French lawmakers have cracked down on prostitution with a new law that will make it illegal to pay for sex and introduces fines of up to €3,750 (£3,000) for those who fail to comply.
It makes France one of only a handful of European countries to criminalise the clients of sex workers. Sweden, Norway, Iceland and Britain have also introduced similar laws.
The bill has proved controversial in France, with sex workers warning that it will put them at risk as they will have to operate out of sight of police, meaning they are less protected.
Around 60 prostitutes and activists staged a protest outside parliament as the bill was debated, with signs reading "I'll take care of myself" and "sex work is work".
Maud Olivier, a social MP behind the new bill, said she hoped that it would lead to a new perception of sex workers as "victims".
"This law is essential to ending the idea that it is normal to buy someone's body," she told AFP news agency.

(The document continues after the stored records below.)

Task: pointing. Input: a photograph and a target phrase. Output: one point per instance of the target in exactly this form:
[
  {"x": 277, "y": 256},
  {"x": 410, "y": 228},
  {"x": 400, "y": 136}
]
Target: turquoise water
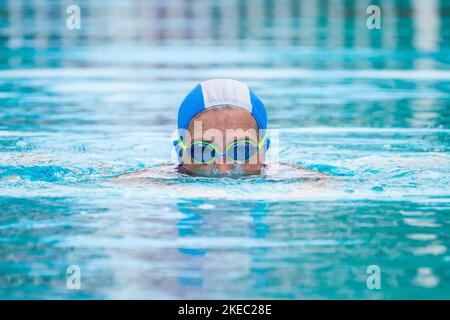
[{"x": 80, "y": 107}]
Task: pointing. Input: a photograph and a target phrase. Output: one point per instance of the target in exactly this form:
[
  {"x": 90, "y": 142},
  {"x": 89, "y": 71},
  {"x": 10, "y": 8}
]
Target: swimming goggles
[{"x": 205, "y": 152}]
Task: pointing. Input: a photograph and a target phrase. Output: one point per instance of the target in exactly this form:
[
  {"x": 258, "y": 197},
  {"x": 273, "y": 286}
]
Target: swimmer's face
[{"x": 222, "y": 126}]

Those who are working to sell sex disagree, and say they will suffer as a result.
The law will "increase police repression (and) degrade working conditions", one member of the Strass sex workers union said.
More than 300 public figures including writers and actors also opposed the bill in a public letter on the grounds that it was too limiting to citizens' personal freedoms.
Their "scumbag's manifesto" said it was not up to lawmakers to "legislate norms on our desires and our pleasures".